Apollo 💎 A Unix-style personal search engine and web crawler for your digital footprint.

Overview

Apollo 💎

A Unix-style personal search engine and web crawler for your digital footprint

apollo demo

Demo

apollodemo.mp4

Contents

Background
Thesis
Design Architecture
Data Schema
Workflows
Document Storage
Shut up, how can I use it?
Notes
Future
Inspirations

Background

Apollo is a different type of search engine. Traditional search engines (like Google) are great for discovery when you're trying to find the answer to a question, but you don't know what you're looking for.

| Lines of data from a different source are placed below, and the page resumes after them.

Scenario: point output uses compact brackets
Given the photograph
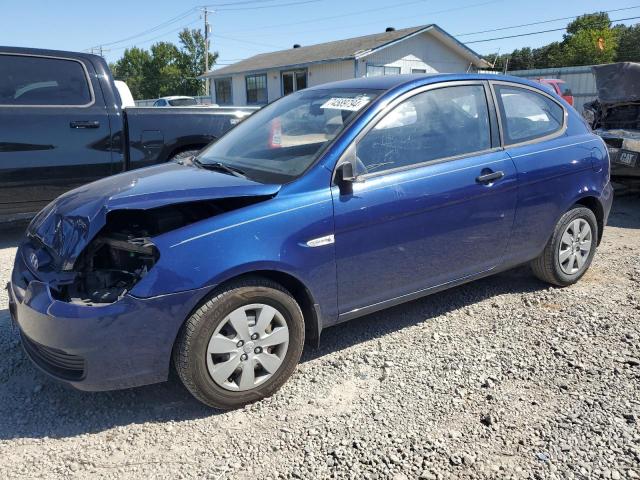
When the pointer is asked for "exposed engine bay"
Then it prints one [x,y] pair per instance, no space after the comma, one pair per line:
[615,116]
[123,251]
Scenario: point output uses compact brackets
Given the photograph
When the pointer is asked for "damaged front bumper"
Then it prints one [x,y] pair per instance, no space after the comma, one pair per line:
[111,346]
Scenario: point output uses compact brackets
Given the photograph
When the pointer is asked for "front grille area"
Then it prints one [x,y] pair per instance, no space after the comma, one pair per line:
[53,361]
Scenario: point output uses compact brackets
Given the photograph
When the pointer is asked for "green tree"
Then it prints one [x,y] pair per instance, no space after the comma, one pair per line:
[192,61]
[130,69]
[521,59]
[551,55]
[628,43]
[590,40]
[165,69]
[162,75]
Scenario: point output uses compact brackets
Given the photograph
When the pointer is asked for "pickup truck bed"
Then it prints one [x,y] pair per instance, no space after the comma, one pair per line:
[62,125]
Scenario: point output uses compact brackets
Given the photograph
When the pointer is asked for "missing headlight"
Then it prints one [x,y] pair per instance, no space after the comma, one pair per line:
[112,264]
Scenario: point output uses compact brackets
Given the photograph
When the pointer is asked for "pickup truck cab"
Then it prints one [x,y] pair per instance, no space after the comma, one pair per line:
[62,125]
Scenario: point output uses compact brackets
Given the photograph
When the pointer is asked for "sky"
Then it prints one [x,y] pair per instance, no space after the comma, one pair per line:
[242,28]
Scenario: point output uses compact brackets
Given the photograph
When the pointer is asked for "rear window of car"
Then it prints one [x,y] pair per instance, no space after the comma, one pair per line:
[31,80]
[436,124]
[527,115]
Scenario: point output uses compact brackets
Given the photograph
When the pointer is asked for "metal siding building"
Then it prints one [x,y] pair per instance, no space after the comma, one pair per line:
[423,49]
[580,80]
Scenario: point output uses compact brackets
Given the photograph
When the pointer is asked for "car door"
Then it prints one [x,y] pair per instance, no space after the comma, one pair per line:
[554,161]
[54,135]
[434,202]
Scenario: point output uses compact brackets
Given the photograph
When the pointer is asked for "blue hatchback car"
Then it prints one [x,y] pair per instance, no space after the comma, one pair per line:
[326,205]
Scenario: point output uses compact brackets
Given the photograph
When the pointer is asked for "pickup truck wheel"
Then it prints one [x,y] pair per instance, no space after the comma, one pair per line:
[183,155]
[569,252]
[241,345]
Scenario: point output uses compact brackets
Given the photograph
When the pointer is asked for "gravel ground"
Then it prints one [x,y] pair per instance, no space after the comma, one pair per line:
[501,378]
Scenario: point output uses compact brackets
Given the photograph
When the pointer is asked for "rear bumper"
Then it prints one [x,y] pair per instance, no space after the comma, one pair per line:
[607,201]
[120,345]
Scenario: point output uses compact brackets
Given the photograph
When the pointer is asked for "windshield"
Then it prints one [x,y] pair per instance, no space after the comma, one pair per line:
[183,102]
[278,143]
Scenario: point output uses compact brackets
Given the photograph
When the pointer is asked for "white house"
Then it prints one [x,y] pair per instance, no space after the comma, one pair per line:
[263,78]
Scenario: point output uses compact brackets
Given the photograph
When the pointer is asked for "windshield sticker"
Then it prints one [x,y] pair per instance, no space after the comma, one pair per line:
[351,104]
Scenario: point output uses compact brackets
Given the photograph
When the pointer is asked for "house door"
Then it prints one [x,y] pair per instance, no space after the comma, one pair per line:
[293,81]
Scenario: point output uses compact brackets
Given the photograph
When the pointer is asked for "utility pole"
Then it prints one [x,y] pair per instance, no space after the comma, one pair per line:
[207,30]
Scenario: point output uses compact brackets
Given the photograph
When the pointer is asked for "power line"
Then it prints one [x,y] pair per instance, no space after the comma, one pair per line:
[539,32]
[166,23]
[332,17]
[268,6]
[216,5]
[249,42]
[378,22]
[542,22]
[181,27]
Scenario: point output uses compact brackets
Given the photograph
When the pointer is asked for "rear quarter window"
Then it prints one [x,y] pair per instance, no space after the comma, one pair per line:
[527,115]
[32,80]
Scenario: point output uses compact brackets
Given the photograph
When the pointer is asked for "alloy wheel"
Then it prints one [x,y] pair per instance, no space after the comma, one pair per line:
[575,246]
[248,347]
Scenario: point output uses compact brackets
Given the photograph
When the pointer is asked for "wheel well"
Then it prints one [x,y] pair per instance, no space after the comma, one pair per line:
[593,204]
[300,293]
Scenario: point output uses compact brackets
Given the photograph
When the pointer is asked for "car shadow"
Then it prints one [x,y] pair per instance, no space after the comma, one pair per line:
[34,406]
[379,324]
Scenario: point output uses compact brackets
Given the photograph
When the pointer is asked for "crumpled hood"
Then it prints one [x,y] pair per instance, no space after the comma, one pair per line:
[71,221]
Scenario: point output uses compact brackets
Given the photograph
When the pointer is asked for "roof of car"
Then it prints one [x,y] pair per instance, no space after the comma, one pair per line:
[174,97]
[387,82]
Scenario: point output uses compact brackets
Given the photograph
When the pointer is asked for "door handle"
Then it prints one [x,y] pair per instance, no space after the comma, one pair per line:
[84,124]
[490,177]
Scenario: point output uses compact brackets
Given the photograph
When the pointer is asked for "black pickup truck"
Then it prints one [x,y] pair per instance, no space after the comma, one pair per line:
[62,125]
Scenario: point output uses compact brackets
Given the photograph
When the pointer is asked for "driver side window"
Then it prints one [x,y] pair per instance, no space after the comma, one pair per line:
[432,125]
[527,115]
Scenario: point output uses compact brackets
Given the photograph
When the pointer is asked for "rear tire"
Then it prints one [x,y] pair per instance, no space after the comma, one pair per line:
[570,250]
[221,367]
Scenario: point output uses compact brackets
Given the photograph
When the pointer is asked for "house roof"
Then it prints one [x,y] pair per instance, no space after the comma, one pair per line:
[341,50]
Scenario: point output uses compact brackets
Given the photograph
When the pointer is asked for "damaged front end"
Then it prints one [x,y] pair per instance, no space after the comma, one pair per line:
[123,252]
[93,244]
[615,116]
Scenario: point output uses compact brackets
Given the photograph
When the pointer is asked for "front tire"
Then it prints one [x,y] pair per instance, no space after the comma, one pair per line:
[241,345]
[570,250]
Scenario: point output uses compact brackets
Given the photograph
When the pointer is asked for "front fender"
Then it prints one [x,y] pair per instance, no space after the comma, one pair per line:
[271,235]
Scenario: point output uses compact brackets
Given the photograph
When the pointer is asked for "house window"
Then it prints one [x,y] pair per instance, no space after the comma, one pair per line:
[379,70]
[223,91]
[256,88]
[293,81]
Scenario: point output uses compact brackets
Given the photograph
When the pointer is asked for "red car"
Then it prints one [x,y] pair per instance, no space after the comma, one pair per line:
[556,85]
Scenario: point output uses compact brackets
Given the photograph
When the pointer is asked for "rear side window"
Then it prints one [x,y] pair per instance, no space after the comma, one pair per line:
[527,115]
[29,81]
[432,125]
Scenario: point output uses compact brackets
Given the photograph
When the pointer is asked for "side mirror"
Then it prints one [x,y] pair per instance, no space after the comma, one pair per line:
[345,177]
[345,173]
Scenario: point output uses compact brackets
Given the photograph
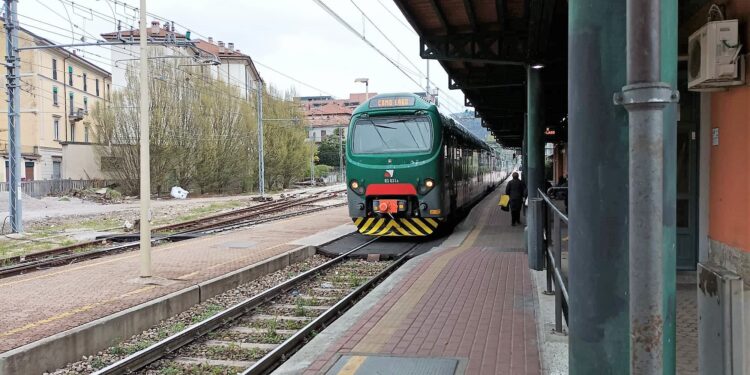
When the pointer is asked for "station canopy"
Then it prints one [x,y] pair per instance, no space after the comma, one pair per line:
[486,45]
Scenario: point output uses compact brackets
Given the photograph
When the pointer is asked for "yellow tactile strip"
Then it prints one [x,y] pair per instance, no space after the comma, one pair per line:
[391,321]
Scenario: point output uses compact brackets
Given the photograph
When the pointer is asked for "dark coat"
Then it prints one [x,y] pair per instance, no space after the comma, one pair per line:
[516,189]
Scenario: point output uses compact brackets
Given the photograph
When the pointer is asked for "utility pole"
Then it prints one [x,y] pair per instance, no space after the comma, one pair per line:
[12,62]
[261,162]
[145,225]
[312,157]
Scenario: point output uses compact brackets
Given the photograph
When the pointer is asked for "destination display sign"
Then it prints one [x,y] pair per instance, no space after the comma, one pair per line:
[394,101]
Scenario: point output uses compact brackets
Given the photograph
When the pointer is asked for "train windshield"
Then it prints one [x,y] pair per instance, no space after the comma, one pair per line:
[389,134]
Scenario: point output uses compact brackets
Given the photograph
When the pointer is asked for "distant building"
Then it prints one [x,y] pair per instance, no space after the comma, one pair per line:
[325,119]
[58,89]
[222,61]
[355,99]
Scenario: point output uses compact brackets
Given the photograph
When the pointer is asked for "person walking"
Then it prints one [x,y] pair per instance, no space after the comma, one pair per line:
[516,189]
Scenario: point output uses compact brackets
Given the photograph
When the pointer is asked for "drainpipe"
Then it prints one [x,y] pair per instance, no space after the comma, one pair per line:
[645,98]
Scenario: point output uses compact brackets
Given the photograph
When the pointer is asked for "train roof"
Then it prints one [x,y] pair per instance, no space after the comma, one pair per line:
[421,104]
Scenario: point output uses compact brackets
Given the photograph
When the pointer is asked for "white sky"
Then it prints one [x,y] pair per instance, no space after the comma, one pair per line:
[296,37]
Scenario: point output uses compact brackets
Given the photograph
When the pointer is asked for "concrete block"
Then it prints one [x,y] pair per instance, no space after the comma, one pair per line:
[56,351]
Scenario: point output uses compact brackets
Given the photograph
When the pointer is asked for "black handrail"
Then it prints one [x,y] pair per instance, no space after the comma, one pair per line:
[553,256]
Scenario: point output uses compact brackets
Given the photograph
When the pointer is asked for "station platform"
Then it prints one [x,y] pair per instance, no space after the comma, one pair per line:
[46,302]
[468,306]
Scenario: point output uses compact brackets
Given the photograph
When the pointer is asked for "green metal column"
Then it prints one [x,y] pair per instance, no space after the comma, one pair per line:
[669,75]
[598,181]
[524,152]
[534,148]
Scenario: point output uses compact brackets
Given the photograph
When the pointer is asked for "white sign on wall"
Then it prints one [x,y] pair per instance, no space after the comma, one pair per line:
[715,136]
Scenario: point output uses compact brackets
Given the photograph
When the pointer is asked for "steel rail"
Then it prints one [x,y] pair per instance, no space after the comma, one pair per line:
[64,249]
[275,357]
[142,358]
[214,228]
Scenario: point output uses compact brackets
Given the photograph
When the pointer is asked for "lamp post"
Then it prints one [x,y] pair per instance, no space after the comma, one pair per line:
[366,81]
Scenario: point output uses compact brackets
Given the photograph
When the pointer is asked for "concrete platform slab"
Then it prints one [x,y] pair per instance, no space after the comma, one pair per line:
[380,364]
[48,302]
[472,298]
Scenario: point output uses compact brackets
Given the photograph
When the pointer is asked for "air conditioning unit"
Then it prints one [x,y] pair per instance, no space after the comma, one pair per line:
[77,115]
[714,59]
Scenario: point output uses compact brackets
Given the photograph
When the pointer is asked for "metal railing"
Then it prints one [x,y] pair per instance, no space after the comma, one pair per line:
[552,221]
[43,188]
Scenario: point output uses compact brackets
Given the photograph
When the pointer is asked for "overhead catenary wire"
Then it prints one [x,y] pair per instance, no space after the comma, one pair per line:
[398,66]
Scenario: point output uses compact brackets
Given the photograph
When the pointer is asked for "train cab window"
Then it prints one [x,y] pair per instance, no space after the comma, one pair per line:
[389,134]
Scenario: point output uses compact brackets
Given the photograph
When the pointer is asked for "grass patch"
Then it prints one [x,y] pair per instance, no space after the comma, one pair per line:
[234,352]
[210,310]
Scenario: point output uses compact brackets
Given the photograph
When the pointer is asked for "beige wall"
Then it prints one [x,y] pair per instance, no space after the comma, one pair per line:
[82,162]
[39,143]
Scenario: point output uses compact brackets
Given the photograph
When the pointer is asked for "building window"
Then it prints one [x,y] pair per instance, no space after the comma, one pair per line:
[56,128]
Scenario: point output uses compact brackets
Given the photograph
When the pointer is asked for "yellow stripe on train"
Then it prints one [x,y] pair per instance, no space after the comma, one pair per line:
[396,227]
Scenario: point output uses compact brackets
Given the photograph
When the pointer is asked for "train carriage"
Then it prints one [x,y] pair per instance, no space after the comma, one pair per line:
[410,169]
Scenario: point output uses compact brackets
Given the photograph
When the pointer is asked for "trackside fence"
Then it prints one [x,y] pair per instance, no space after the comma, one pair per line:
[43,188]
[554,226]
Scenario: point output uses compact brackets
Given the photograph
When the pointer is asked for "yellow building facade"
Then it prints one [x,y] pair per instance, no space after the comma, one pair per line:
[58,91]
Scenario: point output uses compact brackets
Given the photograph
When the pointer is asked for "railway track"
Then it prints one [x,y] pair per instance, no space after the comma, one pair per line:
[254,215]
[257,335]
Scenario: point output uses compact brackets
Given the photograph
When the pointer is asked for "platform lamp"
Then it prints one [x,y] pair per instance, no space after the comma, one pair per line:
[366,81]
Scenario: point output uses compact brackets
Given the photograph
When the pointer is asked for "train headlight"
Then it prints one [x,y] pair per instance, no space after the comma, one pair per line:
[427,185]
[356,187]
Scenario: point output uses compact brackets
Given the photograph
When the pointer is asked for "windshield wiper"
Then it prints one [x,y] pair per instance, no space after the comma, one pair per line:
[375,126]
[406,125]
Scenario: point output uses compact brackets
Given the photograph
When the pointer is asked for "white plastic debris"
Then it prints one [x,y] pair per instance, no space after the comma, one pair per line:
[178,192]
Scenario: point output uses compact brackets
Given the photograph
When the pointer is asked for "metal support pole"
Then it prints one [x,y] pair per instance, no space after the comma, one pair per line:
[598,189]
[145,100]
[669,75]
[13,64]
[312,156]
[534,149]
[535,231]
[261,159]
[645,98]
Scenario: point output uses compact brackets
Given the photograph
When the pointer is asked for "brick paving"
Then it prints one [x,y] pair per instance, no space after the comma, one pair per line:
[687,329]
[47,302]
[474,301]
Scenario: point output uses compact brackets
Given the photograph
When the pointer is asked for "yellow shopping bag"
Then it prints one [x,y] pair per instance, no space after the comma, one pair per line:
[504,200]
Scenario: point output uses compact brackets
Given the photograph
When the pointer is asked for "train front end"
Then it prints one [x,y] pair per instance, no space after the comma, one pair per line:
[394,166]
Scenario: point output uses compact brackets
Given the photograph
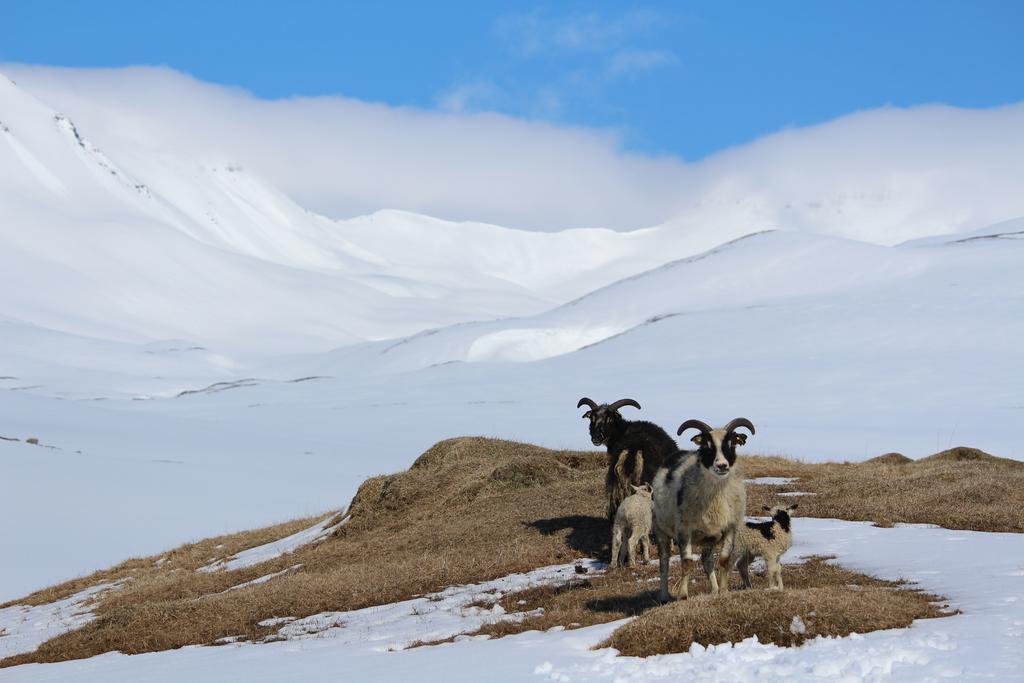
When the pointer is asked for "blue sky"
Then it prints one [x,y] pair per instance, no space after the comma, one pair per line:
[681,79]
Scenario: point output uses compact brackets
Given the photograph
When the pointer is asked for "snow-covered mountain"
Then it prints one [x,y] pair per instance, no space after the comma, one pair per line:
[197,346]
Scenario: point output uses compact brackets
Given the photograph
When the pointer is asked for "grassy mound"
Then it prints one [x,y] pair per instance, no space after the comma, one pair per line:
[826,597]
[958,488]
[889,459]
[467,510]
[474,509]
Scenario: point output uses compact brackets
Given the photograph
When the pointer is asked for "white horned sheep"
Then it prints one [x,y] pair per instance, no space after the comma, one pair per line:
[699,500]
[768,540]
[632,527]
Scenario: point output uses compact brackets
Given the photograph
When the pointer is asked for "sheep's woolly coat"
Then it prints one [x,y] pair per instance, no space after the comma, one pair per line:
[632,527]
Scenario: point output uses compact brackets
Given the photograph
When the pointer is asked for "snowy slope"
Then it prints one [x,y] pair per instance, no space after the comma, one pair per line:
[179,330]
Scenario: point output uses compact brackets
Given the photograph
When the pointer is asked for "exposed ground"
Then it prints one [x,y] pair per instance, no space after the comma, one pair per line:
[434,525]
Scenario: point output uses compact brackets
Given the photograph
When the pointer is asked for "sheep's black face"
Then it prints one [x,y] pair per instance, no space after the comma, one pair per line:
[604,425]
[717,450]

However, they're very poor at recall and synthesis when you've seen something before on the internet somewhere but can't remember where. Trying to find it becomes a nightmare - how can you synthezize the great material on the internet when you forgot where it even was? I've wasted many an hour combing through Google and my search history to look up a good article, blog post, or just something I've seen before.

Even with built in systems to store some of my favorite articles, podcasts, and other stuff, I forget things all the time.

Thesis

Screw finding a needle in the haystack. Let's create a new type of search to choose which gem you're looking for

Apollo is a search engine and web crawler to digest your digital footprint. What this means is that you choose what to put in it. When you come across something that looks interesting, be it an article, blog post, website, whatever, you manually add it (with built in systems to make doing so easy). If you always want to pull in data from a certain data source, like your notes or something else, you can do that too. This tackles one of the biggest problems of recall in search engines returning a lot of irrelevant information because with Apollo, the signal to noise ratio is very high. You've chosen exactly what to put in it.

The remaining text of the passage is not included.